The Child’s Rights Act passed in 2003 prohibited child marriage (S.21) but sadly, only 26 out of 36 states have adopted this act. Nigeria has ratified the international treaty on the Convention of the Right of the Child and the African Charter on the Rights and Welfare of the Child, both of which state that anyone below 18 is a child. This would imply that the country does not sanction the marriage of children but until there is a constitutional amendment and the constitution speaks unequivocally on the matter of marriageable age, anybody can decide in their house that twelve is old enough to marry.

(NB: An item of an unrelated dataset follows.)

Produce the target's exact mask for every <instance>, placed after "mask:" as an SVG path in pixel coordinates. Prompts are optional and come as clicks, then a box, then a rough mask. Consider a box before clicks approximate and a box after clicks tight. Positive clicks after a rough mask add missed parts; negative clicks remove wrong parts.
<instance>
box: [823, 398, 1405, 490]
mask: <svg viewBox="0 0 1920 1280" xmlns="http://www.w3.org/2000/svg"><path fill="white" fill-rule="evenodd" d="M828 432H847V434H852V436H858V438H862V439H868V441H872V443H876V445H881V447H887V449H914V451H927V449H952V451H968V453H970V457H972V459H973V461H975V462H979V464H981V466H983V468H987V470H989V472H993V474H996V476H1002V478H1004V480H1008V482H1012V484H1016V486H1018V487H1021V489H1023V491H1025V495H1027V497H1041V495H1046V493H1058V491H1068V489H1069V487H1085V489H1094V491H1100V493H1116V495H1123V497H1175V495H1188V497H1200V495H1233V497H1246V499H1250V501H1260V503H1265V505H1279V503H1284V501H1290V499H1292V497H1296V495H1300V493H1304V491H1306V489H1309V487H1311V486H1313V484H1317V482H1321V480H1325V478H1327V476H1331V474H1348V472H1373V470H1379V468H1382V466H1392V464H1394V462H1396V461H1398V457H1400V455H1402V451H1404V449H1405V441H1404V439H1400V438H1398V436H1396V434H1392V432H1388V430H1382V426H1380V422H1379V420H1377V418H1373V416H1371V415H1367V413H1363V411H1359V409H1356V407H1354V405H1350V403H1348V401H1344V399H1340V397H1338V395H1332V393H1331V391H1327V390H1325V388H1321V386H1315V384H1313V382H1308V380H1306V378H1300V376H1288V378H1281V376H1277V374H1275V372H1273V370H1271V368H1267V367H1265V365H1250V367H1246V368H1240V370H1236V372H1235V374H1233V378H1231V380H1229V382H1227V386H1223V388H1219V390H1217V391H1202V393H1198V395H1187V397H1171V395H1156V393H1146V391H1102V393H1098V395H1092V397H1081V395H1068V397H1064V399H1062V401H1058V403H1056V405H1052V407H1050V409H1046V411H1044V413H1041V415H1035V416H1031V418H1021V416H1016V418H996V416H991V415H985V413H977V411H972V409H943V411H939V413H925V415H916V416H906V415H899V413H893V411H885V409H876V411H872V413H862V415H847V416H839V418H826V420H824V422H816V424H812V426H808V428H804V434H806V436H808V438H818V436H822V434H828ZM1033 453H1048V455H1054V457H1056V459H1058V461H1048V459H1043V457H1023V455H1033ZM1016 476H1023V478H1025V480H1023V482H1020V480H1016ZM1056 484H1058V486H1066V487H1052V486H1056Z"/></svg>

Where are our lawmakers? Ben Murray Bruce (Bayelsa East), Dino Melaye (Kogi West), Rẹmi Tinubu (Lagos Central), Godswill Akpabio (Akwa Ibom West), Mustapha Bukar (Katsina North), Abu Ibrahim (Katsina South), Umaru Kurfi (Katsina Central), Mallam Shehu Sani (Kaduna Central), Rose Oko (Cross River North), Gbolahan Dada (Ogun West): where are you?

A woman getting married is cause for celebration, a Bellanaija feature and an instagram hashtag. A fourteen year old girl being ‘married’ is a travesty and causes the creation of another type of hashtag. When will we stop having to use hashtags to free the girls of Nigeria. #BringBackOurGirls. #FreeEse and now Habiba.

#WhenIWas14 I was a child not a bride.